Le Front a d'abord remporté la présidence en 2009 avec le dirigeant sortant Mauricio Funes, un ancien journaliste n'ayant pas combattu et qui a largement gouverné au centre.

Le nouveau chef d'État a promis de se concentrer sur l'un des plus grands défis du pays: la violence des gangs qui a fait du Salvador l'un des pays les plus dangereux du monde. Il a d'ailleurs annoncé qu'il dirigerait personnellement les services de sécurité publique.

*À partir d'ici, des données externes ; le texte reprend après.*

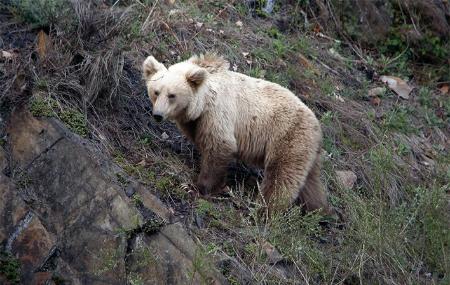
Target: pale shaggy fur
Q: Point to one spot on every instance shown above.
(229, 115)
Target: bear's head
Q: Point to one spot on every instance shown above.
(177, 92)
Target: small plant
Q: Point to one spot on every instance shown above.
(205, 208)
(136, 199)
(48, 107)
(109, 260)
(9, 268)
(39, 13)
(75, 121)
(398, 119)
(43, 107)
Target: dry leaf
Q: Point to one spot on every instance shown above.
(398, 85)
(377, 91)
(43, 44)
(444, 89)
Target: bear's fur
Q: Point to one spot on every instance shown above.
(229, 115)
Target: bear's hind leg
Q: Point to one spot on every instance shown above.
(281, 183)
(312, 195)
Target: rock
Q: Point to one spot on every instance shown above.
(78, 223)
(171, 257)
(346, 178)
(233, 268)
(152, 203)
(398, 85)
(377, 91)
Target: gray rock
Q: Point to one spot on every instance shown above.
(78, 224)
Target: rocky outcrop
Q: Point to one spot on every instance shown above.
(65, 216)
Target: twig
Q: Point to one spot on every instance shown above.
(326, 66)
(173, 34)
(215, 17)
(144, 25)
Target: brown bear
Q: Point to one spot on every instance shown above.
(229, 115)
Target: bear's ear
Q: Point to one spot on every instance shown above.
(196, 76)
(151, 66)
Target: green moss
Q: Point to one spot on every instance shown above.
(122, 180)
(9, 268)
(206, 208)
(75, 121)
(39, 13)
(48, 107)
(43, 107)
(153, 225)
(136, 199)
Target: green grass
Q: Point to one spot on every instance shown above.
(49, 107)
(39, 13)
(9, 267)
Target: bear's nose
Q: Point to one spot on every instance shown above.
(157, 117)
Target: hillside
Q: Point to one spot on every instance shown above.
(94, 191)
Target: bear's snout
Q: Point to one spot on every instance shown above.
(157, 117)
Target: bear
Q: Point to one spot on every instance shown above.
(229, 115)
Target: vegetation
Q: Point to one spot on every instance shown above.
(9, 268)
(394, 222)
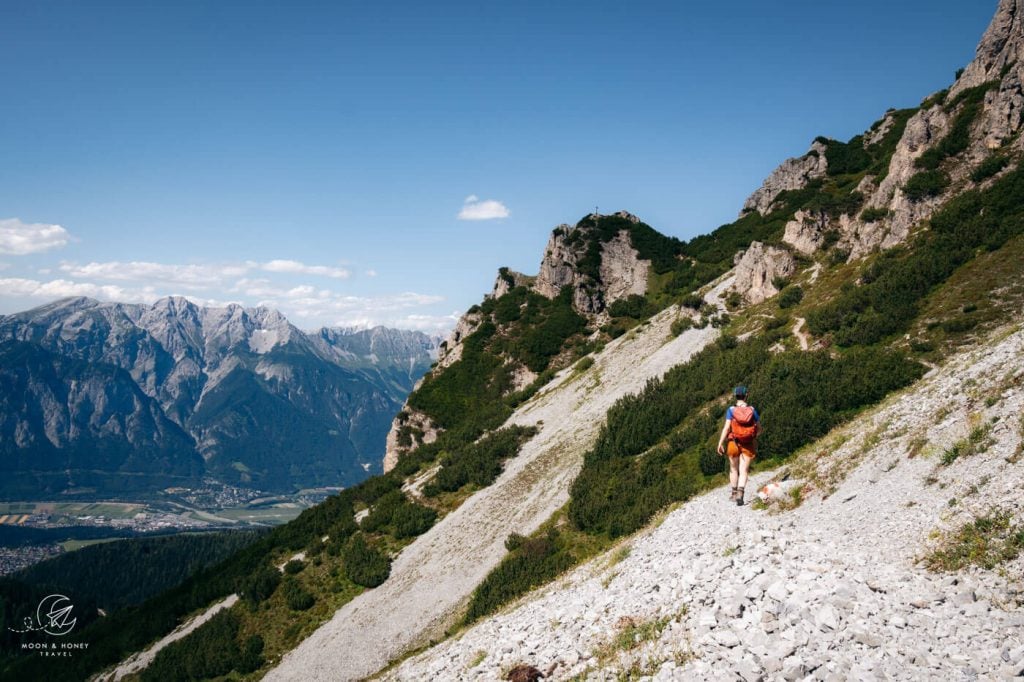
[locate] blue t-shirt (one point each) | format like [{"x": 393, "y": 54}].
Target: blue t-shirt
[{"x": 757, "y": 417}]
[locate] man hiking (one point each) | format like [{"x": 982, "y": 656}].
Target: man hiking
[{"x": 742, "y": 424}]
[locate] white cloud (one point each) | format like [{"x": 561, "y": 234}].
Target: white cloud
[
  {"x": 187, "y": 276},
  {"x": 475, "y": 209},
  {"x": 295, "y": 266},
  {"x": 193, "y": 276},
  {"x": 65, "y": 288},
  {"x": 19, "y": 239}
]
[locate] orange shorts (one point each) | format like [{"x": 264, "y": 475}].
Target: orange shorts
[{"x": 735, "y": 449}]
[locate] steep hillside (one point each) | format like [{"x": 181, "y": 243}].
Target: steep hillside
[
  {"x": 570, "y": 409},
  {"x": 876, "y": 563},
  {"x": 238, "y": 394}
]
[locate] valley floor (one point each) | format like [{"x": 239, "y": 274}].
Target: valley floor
[
  {"x": 432, "y": 579},
  {"x": 832, "y": 589}
]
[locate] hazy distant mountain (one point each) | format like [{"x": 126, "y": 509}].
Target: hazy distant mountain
[{"x": 127, "y": 397}]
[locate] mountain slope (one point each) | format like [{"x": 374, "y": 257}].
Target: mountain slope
[
  {"x": 834, "y": 587},
  {"x": 262, "y": 405},
  {"x": 882, "y": 253},
  {"x": 432, "y": 577},
  {"x": 75, "y": 426}
]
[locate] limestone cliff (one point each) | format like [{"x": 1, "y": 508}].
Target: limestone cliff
[
  {"x": 596, "y": 259},
  {"x": 759, "y": 267},
  {"x": 792, "y": 174}
]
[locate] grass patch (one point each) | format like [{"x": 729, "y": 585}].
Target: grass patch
[
  {"x": 977, "y": 442},
  {"x": 985, "y": 542},
  {"x": 632, "y": 633}
]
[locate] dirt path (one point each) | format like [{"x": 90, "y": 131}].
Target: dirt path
[
  {"x": 432, "y": 578},
  {"x": 139, "y": 662},
  {"x": 801, "y": 335}
]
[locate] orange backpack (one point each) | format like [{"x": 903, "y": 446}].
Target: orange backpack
[{"x": 743, "y": 426}]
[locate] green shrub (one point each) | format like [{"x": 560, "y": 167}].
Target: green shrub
[
  {"x": 847, "y": 158},
  {"x": 899, "y": 279},
  {"x": 790, "y": 297},
  {"x": 680, "y": 325},
  {"x": 393, "y": 512},
  {"x": 297, "y": 598},
  {"x": 364, "y": 564},
  {"x": 925, "y": 184},
  {"x": 692, "y": 301},
  {"x": 261, "y": 584},
  {"x": 209, "y": 651},
  {"x": 633, "y": 306},
  {"x": 530, "y": 562},
  {"x": 801, "y": 396},
  {"x": 479, "y": 463},
  {"x": 838, "y": 256},
  {"x": 584, "y": 364}
]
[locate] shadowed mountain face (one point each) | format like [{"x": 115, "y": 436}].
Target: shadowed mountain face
[{"x": 109, "y": 398}]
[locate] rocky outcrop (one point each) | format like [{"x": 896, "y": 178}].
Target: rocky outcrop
[
  {"x": 806, "y": 231},
  {"x": 1000, "y": 47},
  {"x": 409, "y": 430},
  {"x": 451, "y": 348},
  {"x": 508, "y": 280},
  {"x": 560, "y": 267},
  {"x": 797, "y": 594},
  {"x": 758, "y": 266},
  {"x": 792, "y": 174},
  {"x": 621, "y": 273}
]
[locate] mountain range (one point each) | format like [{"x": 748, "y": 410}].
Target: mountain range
[
  {"x": 122, "y": 399},
  {"x": 553, "y": 505}
]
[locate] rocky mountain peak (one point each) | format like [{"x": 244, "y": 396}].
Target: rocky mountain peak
[
  {"x": 1001, "y": 47},
  {"x": 596, "y": 258},
  {"x": 791, "y": 174}
]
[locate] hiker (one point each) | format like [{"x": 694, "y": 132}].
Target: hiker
[{"x": 742, "y": 424}]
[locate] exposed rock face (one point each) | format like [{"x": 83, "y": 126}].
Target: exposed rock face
[
  {"x": 410, "y": 429},
  {"x": 623, "y": 272},
  {"x": 999, "y": 57},
  {"x": 756, "y": 268},
  {"x": 508, "y": 280},
  {"x": 806, "y": 231},
  {"x": 560, "y": 267},
  {"x": 792, "y": 174},
  {"x": 567, "y": 261},
  {"x": 451, "y": 349},
  {"x": 1001, "y": 46}
]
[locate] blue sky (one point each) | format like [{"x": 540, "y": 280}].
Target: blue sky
[{"x": 316, "y": 156}]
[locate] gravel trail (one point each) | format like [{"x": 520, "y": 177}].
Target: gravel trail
[
  {"x": 432, "y": 578},
  {"x": 833, "y": 589},
  {"x": 139, "y": 662}
]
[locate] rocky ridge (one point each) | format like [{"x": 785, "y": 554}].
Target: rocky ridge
[
  {"x": 569, "y": 252},
  {"x": 890, "y": 213},
  {"x": 832, "y": 589},
  {"x": 431, "y": 579}
]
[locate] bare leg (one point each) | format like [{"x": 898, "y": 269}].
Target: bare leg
[{"x": 744, "y": 467}]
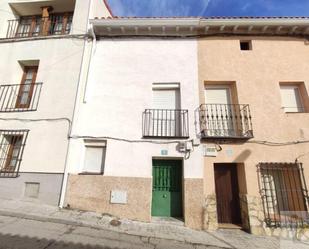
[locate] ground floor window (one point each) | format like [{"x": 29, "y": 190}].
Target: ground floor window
[
  {"x": 284, "y": 194},
  {"x": 94, "y": 157},
  {"x": 12, "y": 144}
]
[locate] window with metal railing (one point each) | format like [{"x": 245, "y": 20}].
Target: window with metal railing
[
  {"x": 31, "y": 26},
  {"x": 12, "y": 143},
  {"x": 284, "y": 194},
  {"x": 224, "y": 121},
  {"x": 20, "y": 97},
  {"x": 166, "y": 123}
]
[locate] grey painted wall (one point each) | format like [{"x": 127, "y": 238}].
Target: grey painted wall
[{"x": 48, "y": 192}]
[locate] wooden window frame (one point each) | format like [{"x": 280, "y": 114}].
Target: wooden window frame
[
  {"x": 13, "y": 141},
  {"x": 20, "y": 92},
  {"x": 34, "y": 20}
]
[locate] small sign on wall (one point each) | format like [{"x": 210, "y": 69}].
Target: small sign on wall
[
  {"x": 164, "y": 152},
  {"x": 210, "y": 150},
  {"x": 119, "y": 197}
]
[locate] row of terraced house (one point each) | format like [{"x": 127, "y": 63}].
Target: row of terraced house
[{"x": 201, "y": 119}]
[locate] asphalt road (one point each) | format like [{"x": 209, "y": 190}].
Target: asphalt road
[{"x": 17, "y": 233}]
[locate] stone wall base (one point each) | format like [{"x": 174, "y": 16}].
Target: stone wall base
[{"x": 93, "y": 193}]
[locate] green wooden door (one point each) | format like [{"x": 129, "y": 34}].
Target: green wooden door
[{"x": 167, "y": 188}]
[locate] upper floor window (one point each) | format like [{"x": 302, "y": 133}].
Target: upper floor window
[
  {"x": 166, "y": 118},
  {"x": 30, "y": 26},
  {"x": 221, "y": 116},
  {"x": 11, "y": 149},
  {"x": 291, "y": 96},
  {"x": 26, "y": 87},
  {"x": 23, "y": 96},
  {"x": 245, "y": 45}
]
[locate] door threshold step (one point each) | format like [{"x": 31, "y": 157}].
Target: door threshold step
[
  {"x": 167, "y": 221},
  {"x": 229, "y": 226}
]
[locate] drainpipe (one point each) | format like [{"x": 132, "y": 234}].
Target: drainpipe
[
  {"x": 76, "y": 102},
  {"x": 93, "y": 48}
]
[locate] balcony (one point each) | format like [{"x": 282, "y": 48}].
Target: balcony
[
  {"x": 19, "y": 97},
  {"x": 32, "y": 26},
  {"x": 224, "y": 121},
  {"x": 165, "y": 123}
]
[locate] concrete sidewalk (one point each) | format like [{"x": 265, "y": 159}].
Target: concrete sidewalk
[{"x": 155, "y": 230}]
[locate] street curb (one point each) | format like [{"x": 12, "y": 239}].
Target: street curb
[{"x": 83, "y": 224}]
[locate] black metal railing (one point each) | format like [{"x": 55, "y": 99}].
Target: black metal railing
[
  {"x": 224, "y": 121},
  {"x": 284, "y": 194},
  {"x": 20, "y": 97},
  {"x": 39, "y": 26},
  {"x": 167, "y": 123},
  {"x": 12, "y": 143}
]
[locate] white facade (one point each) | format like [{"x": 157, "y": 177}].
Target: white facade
[
  {"x": 119, "y": 88},
  {"x": 59, "y": 60}
]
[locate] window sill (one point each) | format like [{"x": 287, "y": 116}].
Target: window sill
[{"x": 90, "y": 173}]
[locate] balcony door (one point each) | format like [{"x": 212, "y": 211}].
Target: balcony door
[
  {"x": 218, "y": 111},
  {"x": 26, "y": 87},
  {"x": 166, "y": 117}
]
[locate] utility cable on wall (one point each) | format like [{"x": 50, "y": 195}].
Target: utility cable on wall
[
  {"x": 260, "y": 142},
  {"x": 42, "y": 120}
]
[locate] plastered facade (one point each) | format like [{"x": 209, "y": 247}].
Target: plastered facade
[
  {"x": 111, "y": 104},
  {"x": 257, "y": 75},
  {"x": 59, "y": 61}
]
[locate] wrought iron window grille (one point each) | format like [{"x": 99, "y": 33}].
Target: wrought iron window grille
[
  {"x": 284, "y": 194},
  {"x": 20, "y": 97},
  {"x": 224, "y": 121},
  {"x": 165, "y": 123},
  {"x": 32, "y": 26},
  {"x": 12, "y": 143}
]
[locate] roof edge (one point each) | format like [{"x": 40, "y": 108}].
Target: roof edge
[{"x": 108, "y": 8}]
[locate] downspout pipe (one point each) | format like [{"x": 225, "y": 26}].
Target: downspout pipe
[{"x": 66, "y": 168}]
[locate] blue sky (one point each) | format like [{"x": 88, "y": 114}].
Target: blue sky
[{"x": 209, "y": 7}]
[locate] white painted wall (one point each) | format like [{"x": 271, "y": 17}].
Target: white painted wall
[
  {"x": 119, "y": 89},
  {"x": 59, "y": 68}
]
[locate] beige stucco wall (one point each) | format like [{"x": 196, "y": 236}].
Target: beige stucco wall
[
  {"x": 257, "y": 74},
  {"x": 92, "y": 192}
]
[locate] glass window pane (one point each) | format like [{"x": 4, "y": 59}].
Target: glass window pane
[{"x": 94, "y": 159}]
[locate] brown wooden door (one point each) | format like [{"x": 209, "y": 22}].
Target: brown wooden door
[{"x": 227, "y": 193}]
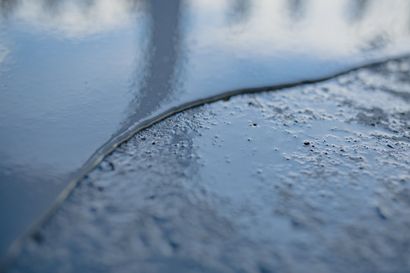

Pour favoriser le développement, M. Ceren a dit participer à des discussions pour faire entrer le Salvador au sein du programme Petrocaribe, en vertu duquel le Venezuela fournit du pétrole subventionné aux pays de la région. Le nouveau président dit cependant vouloir gouverner moins comme les leaders socialistes du Venezuela, et davantage comme Jose Mujica, de l'Uruguay, lui aussi ex-guérilléro qui donne la majeure partie de son salaire, conduit une Volkswagen vieille de 41 ans et ne porte jamais de cravate.

M. Ceren a remporté une courte victoire, le 9 mars, contre Norman Quijano, de l'Alliance républicaine nationale, qui a gouverné le pays pendant la majeure partie des deux dernières décennies.